La existencia puede entenderse, en vez de ‘lo que es y no es’ (el ser y la nada) o el ‘ser ahí’, más bien como ‘lo que hay’, el utjaña <haber>, y como ‘estar en’, encontrarse en una condición (de
jaqi, de madre, de blancura…) —espacialmente será ukankaña <estar en ahí> (o ser vacío) y temporalmente ukäskaña <estar siendo eso> (o desaparecer). Pero no basta con ubicarse en una posición, en la vida se busca la complacencia de la estadía, llegar a un disfrute del estar, es el
qamaña —diferente del quechua kamay <fuerza vital>, ánima (a lo mejor el
qamasa aymara), del que derivan ‘crear, mandar, gobernar, normar’; aunque también
qamasa <honra> tiene que ver con ‘ser alabado’ y estar ocupado (Bertonio, 2013). Ahora bien, las condiciones idóneas que propician esa comodidad son pues el lugar —como la
qamaña en el pastoreo o la misma casa, que se extiende a la naturaleza y los animales—, el pasar un tiempo (como un día, o periodos largos), presupone la compañía —por eso qamart’aña es <convivir y compartir con los seres queridos>—, naturalmente la alimentación y, claro, excluye cualquier discordia o perturbación (como puede ser el goce a costa de otros).

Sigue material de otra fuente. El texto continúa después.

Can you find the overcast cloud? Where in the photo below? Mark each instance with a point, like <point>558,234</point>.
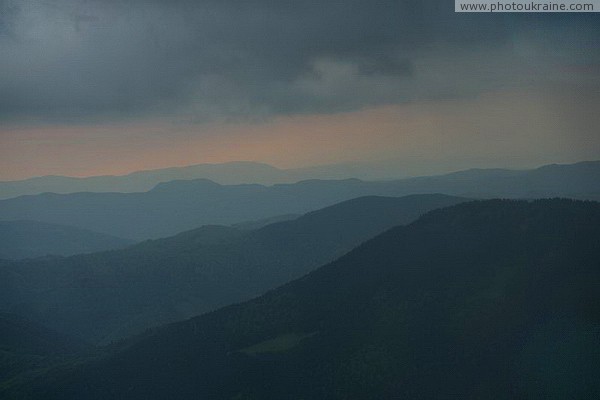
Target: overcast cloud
<point>201,60</point>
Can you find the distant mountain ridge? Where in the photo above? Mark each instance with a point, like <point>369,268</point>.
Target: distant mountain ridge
<point>106,296</point>
<point>490,299</point>
<point>231,173</point>
<point>180,205</point>
<point>28,239</point>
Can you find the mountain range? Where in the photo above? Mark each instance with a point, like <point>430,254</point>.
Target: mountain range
<point>176,206</point>
<point>489,299</point>
<point>29,239</point>
<point>105,296</point>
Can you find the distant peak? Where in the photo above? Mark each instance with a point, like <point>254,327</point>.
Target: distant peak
<point>185,184</point>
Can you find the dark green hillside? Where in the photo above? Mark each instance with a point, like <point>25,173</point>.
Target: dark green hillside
<point>25,346</point>
<point>106,296</point>
<point>483,300</point>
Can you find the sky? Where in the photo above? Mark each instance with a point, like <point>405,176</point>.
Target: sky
<point>109,87</point>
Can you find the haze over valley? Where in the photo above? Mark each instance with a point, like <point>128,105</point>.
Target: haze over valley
<point>254,200</point>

Y quien puede ofrecer holgadamente tales condiciones es el QAMIRI <el que está en bienestar>, que puede brindar el confort de la estadía. Aunque cada ocupación u oficio pudiera tener su momento de
qamaña (en el pastoreo, en la chacra o en una empresa), pero habitualmente denota <descanso y entretenimiento>, de ahí que
qamaña (como alivio corporal de la fatiga) se contrapone al trabajo, ch’amjasiña <poner la fuerza
para uno>, y el qamiri se asocia con <el que no trabaja>, o incluso quien vive del trabajo de otros. Notablemente no es
t’aqhi <pobre>, sin bienes, roto y sufriente , aunque tampoco se trata de la obtención de riqueza de cualquier modo, como lo puede lograr el JUK’UCHIRI <acumulador> , quien no se conforma con lo que tiene y agarra bienes de manera ilegítima
para sí, o como hace el khurkhu <acaparador>, que se entromete y se apropia. Categorías que podrían ser la clase ociosa y rentista moderna. La opulencia —aun más con el advenimiento del individuo— puede exhibirse simbólicamente en la arquitectura y las fiestas ostentosas, así como en el consumo conspicuo, los gustos distintivos y el uso de espacios exclusivos; entonces la redistribución se vuelve solo filantropía o típicamente —a diferencia de una burguesía ascética dedicada solo a la riqueza— se practica una redistribución simbólica
para ampliar capital social (prestigio, adherentes y contactos), con lo que, de todos modos, la clase acomodada ya es conservadora de la desigualdad.